Every day, thousands of cattle, hogs and chickens are shipped to slaughterhouses under private agreements that ranchers and farmers sign with a few giant meatpackers. The arrangement is good for packers and processors, who can ensure reliable supplies at predictable costs, and for participating producers, who lock in revenue and are largely sheltered from volatile markets.
But the NFU says the arrangement lets a handful of big meatpacking companies dictate prices and control markets. As bad as the situation is, Goule said, it could become worse as consolidation goes global.
The NFU and a coalition of non-farm organizations, such as Food & Water Watch, say the proposed Smithfield sale disturbs them because it represents a slow outsourcing of U.S. ownership of basic food production. In 2007, JBS S.A., Brazil’s largest beef processor, bought Swift & Co., to become the largest beef processor in the world.
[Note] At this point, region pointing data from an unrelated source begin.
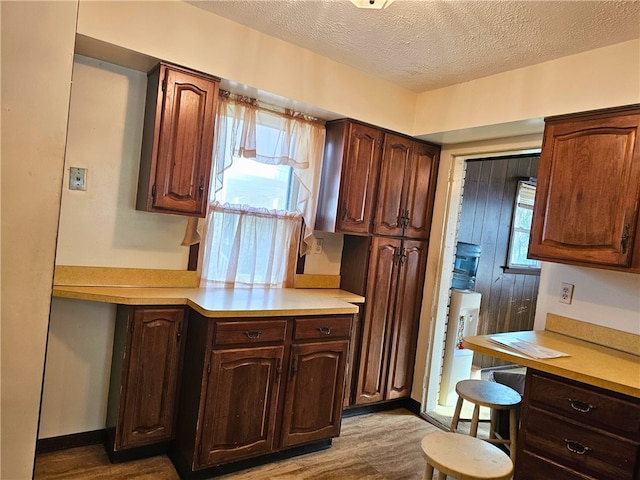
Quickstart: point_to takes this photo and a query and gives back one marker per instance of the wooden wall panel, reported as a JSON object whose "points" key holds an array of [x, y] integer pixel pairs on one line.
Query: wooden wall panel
{"points": [[508, 300]]}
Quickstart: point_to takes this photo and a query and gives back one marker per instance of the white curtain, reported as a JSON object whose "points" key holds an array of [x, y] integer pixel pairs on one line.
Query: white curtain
{"points": [[248, 246], [251, 246], [245, 129]]}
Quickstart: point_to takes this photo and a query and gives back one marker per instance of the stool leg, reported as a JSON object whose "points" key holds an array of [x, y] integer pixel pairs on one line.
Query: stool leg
{"points": [[492, 427], [513, 433], [428, 473], [456, 415], [474, 421]]}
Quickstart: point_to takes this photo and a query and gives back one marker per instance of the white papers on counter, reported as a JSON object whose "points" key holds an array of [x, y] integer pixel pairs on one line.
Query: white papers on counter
{"points": [[527, 348]]}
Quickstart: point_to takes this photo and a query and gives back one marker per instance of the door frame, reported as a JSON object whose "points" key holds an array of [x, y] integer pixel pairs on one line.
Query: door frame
{"points": [[439, 270]]}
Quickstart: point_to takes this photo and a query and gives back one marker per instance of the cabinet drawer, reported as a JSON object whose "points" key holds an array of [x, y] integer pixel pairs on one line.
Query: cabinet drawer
{"points": [[585, 405], [586, 450], [261, 331], [533, 467], [319, 328]]}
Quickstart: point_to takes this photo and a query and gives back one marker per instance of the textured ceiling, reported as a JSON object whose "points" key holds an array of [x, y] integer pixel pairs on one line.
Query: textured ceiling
{"points": [[427, 44]]}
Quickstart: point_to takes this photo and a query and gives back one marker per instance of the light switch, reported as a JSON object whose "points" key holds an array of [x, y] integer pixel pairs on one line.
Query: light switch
{"points": [[77, 178]]}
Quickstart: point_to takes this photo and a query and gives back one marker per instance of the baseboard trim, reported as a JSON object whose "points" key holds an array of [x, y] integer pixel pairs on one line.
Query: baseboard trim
{"points": [[186, 474], [407, 403], [82, 439]]}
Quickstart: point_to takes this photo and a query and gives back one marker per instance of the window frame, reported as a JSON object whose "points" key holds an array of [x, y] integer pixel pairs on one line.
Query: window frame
{"points": [[509, 266]]}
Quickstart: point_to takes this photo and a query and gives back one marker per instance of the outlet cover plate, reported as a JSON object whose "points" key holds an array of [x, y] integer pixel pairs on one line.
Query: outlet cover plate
{"points": [[566, 293], [77, 178]]}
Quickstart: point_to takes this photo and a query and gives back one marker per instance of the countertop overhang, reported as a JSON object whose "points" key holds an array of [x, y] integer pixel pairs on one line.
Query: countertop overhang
{"points": [[224, 302], [587, 362]]}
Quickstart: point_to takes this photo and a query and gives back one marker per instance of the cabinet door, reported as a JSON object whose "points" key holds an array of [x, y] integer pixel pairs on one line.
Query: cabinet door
{"points": [[359, 179], [150, 378], [381, 298], [588, 193], [395, 172], [420, 185], [315, 389], [406, 317], [240, 404], [182, 143]]}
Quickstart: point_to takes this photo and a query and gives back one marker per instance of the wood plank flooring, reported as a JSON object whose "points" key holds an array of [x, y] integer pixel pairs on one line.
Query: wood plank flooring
{"points": [[377, 446]]}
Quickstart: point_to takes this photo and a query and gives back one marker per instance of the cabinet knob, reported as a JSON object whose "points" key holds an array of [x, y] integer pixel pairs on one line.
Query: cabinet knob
{"points": [[576, 447], [253, 334], [580, 406], [624, 240], [325, 330]]}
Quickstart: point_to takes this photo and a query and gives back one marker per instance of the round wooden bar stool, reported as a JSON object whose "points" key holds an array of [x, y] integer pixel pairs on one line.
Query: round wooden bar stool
{"points": [[464, 458], [495, 396]]}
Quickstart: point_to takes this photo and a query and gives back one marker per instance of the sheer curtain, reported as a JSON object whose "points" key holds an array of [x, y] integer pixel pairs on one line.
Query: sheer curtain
{"points": [[254, 246]]}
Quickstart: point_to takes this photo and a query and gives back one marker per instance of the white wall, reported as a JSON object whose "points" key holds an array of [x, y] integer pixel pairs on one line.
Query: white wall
{"points": [[606, 298], [100, 227], [181, 33], [599, 78], [37, 56]]}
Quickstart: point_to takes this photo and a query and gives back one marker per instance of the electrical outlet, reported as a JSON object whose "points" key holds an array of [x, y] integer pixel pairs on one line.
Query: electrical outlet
{"points": [[317, 247], [77, 178], [566, 293]]}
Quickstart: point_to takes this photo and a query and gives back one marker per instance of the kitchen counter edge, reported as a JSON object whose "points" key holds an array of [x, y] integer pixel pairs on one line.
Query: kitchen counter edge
{"points": [[587, 362]]}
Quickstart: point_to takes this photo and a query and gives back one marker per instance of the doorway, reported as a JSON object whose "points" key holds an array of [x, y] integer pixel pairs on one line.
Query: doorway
{"points": [[482, 195]]}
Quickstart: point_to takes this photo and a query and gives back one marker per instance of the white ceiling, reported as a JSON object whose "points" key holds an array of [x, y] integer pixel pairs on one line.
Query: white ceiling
{"points": [[427, 44]]}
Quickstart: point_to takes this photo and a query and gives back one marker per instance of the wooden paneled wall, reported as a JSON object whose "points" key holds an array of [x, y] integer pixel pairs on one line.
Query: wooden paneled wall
{"points": [[508, 300]]}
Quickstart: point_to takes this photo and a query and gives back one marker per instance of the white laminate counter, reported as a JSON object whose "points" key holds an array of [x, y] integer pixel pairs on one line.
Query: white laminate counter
{"points": [[224, 302], [587, 362]]}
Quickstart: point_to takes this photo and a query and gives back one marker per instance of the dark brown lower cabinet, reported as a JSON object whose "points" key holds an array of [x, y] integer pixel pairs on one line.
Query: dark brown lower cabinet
{"points": [[315, 390], [574, 431], [144, 376], [258, 386], [389, 332], [240, 403]]}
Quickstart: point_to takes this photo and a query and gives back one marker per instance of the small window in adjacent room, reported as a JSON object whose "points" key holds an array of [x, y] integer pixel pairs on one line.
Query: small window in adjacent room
{"points": [[517, 261]]}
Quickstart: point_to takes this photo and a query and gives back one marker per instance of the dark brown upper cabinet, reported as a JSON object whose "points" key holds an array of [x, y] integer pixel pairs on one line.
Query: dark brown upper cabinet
{"points": [[406, 188], [588, 195], [349, 178], [145, 374], [177, 141]]}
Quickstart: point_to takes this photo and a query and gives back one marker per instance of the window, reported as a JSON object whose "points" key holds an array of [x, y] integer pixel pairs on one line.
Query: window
{"points": [[247, 182], [521, 229], [266, 171]]}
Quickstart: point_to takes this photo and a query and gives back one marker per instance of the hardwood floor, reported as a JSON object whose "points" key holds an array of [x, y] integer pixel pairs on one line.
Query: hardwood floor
{"points": [[377, 446]]}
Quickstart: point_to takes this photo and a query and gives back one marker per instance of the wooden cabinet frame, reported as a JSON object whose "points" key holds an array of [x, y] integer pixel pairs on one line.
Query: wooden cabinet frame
{"points": [[257, 386], [587, 207]]}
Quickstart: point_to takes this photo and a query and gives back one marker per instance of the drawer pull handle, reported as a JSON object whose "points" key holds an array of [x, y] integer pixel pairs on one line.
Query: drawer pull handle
{"points": [[581, 407], [576, 447], [253, 334]]}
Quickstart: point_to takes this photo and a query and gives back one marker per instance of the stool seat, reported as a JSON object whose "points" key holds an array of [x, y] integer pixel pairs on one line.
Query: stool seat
{"points": [[488, 394], [464, 458], [493, 395]]}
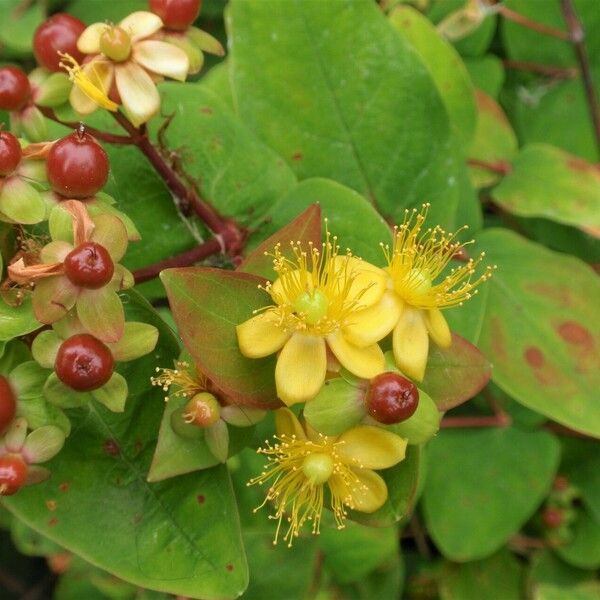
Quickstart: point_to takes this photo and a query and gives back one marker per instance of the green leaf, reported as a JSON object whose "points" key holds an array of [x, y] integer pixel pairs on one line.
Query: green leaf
{"points": [[584, 550], [541, 329], [16, 321], [547, 182], [207, 305], [445, 66], [499, 577], [455, 374], [341, 95], [343, 208], [494, 140], [237, 173], [483, 485], [180, 536]]}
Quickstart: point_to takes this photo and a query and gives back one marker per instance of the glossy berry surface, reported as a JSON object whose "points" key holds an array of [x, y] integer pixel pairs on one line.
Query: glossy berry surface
{"points": [[552, 518], [391, 398], [176, 14], [15, 90], [89, 266], [77, 166], [13, 474], [57, 34], [10, 153], [8, 404], [83, 363]]}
Goule said if the sale goes through “the largest beef processor in the United States will be owned by Brazil and the largest pork producer and processor is going to be owned by China.”
But big is not always bad, said Dermot Hayes, an Iowa State University agricultural economist. Hayes said he views the Smithfield sale as having the potential to open up more markets and opportunities for individual pork producers in the United States.
“I see this an opportunity for U.S. pork to move to China, which takes Smithfield pork off the U.S. market and creates opportunities for other U.S. producers to expand to fill that vacuum,” Hayes said.
Chinese pork production fluctuates frequently, which is one reason Shuanghui is interested in Smithfield’s operations that keep production flowing at an even pace, Hayes said.
The Chinese company also may be interested in Smithfield because it produces its food in compliance with U.S. food safety regulations. Smithfield generally has a good reputation on that score, although the company recalled 38,000 pounds of sausage in February because of the possible presence of small pieces of plastic, possibly from gloves.
Hayes agreed with critics that China’s track record on food safety is “terrible. That’s one of the reasons they want to own Smithfield. It would be the silliest thing in the world for them to reduce the quality of that pork.”